Following the end of the Cold War, ASEAN took on a central role in the region’s multilateral security and economic arrangements and facilitated dialogue among the region’s powers. An entire institutional architecture has followed, including the ASEAN Regional Forum, ASEAN plus three, and the East Asia Summit. Australia has recognized the need to give ASEAN space in the Southeast Asian geopolitical landscape. On March 18, Australia and ASEAN issued the Sydney Declaration, reaffirming the centrality of ASEAN-led mechanisms for a “rules-based regional architecture.”
At this week’s Singapore summit, ASEAN should pursue additional measures that strengthen its facilitating role. This includes supporting Indonesia’s proposal to reinforce the Treaty of Amity and Cooperation in Southeast Asia (TAC). The reinforced treaty would strengthen the “code of conduct” intended to govern interstate relations in Southeast Asia, at a time of rising geopolitical tensions.

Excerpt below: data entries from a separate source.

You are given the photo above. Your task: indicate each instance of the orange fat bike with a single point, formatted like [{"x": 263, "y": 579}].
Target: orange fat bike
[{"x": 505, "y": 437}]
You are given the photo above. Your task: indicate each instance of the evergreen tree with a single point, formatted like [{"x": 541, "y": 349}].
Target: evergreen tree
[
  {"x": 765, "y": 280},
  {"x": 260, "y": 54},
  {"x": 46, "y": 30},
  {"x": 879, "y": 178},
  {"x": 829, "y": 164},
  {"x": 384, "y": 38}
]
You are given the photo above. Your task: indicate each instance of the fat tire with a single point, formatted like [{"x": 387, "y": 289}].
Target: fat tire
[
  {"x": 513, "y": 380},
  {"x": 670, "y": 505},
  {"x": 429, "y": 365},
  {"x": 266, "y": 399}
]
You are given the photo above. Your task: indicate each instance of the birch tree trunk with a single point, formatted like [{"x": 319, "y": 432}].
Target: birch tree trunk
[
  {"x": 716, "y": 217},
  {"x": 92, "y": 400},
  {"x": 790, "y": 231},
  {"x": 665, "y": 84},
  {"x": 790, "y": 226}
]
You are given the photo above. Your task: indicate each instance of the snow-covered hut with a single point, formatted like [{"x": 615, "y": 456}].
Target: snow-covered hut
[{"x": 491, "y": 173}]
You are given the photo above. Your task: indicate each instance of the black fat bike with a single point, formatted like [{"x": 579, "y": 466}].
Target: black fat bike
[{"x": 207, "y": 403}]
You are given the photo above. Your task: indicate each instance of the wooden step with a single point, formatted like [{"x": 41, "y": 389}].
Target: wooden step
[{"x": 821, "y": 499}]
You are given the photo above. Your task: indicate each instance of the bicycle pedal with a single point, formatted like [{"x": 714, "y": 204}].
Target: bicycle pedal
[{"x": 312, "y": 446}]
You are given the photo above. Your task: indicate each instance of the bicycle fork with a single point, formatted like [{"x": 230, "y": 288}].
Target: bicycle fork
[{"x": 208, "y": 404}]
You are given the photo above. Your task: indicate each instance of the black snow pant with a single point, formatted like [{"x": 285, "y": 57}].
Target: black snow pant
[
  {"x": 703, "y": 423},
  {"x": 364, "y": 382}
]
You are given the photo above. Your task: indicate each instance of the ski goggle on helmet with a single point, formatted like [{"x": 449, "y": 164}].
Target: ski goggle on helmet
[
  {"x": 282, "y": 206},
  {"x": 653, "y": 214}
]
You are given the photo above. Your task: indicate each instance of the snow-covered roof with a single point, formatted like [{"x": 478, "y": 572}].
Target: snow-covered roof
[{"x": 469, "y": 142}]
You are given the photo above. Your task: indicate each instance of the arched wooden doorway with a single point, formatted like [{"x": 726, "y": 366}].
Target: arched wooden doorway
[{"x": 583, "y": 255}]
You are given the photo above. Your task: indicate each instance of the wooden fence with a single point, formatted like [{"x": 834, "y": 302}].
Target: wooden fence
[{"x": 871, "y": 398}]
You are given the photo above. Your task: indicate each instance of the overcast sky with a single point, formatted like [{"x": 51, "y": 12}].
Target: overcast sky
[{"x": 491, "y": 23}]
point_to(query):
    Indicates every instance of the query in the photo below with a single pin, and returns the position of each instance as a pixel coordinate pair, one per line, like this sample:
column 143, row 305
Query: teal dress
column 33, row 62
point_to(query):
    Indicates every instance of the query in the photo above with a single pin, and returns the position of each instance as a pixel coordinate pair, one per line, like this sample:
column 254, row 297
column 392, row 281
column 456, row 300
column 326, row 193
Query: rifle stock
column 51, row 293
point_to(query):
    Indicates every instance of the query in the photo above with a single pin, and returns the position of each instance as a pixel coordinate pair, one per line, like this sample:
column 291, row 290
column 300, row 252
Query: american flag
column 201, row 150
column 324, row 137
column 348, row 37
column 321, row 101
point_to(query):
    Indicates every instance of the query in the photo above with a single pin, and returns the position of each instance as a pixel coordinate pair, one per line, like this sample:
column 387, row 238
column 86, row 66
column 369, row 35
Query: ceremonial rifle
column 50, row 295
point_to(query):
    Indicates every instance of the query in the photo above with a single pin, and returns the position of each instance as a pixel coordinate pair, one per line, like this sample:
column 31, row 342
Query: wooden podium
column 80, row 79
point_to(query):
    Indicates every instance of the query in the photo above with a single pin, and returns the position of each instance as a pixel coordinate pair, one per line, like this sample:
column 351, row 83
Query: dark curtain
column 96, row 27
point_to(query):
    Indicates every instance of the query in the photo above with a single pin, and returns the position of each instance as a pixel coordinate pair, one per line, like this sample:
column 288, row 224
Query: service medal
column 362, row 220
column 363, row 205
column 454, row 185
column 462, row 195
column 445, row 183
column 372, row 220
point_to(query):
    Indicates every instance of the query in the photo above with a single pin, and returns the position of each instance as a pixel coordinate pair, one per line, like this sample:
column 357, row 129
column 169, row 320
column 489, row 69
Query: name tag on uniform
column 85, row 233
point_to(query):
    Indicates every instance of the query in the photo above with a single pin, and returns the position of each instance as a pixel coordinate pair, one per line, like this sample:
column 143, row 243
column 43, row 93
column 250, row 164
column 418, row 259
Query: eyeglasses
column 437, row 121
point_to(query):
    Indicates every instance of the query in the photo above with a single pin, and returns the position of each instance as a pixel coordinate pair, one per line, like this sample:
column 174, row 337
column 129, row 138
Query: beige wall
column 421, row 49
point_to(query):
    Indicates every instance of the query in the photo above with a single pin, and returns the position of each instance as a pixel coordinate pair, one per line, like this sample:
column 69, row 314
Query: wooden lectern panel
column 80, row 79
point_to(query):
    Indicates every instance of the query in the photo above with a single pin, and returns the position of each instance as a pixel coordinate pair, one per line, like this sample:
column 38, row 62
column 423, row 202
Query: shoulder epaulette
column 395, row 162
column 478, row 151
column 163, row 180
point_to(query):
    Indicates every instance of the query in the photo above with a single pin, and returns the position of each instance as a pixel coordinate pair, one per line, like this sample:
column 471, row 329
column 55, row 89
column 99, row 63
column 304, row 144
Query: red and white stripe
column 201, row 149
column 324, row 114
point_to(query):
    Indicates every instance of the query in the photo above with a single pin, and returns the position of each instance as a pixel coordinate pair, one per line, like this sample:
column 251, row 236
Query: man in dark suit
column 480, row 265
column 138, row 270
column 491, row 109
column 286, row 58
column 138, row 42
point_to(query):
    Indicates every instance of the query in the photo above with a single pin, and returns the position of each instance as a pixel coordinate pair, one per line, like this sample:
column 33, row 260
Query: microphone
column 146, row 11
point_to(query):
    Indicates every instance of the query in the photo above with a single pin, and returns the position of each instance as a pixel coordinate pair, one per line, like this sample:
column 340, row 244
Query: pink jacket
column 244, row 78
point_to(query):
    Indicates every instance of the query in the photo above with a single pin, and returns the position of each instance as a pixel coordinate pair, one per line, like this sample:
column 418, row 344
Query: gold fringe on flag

ASEAN must also present a unified front with respect to the South China Sea. ASEAN cannot maintain its role as the champion of a rules-based regional architecture while remaining silent on aggressive Chinese behavior. ASEAN’s failure to support Vietnam when China threatened military action in July 2017 undermined its centrality. While ASEAN is eager to affirm the importance of a free and open Pacific, it needs to be willing to speak out against countries when they violate these principles.
The United States should support ASEAN’s regional initiatives, while avoiding the temptation to use it to undermine China, which would exacerbate ASEAN’s internal divisions. ASEAN is on track to become the fourth largest economy by 2050. Supporting ASEAN now will pay off in the future, as ASEAN’s impartiality and desire for openness stabilizes a tense geopolitical jigsaw puzzle.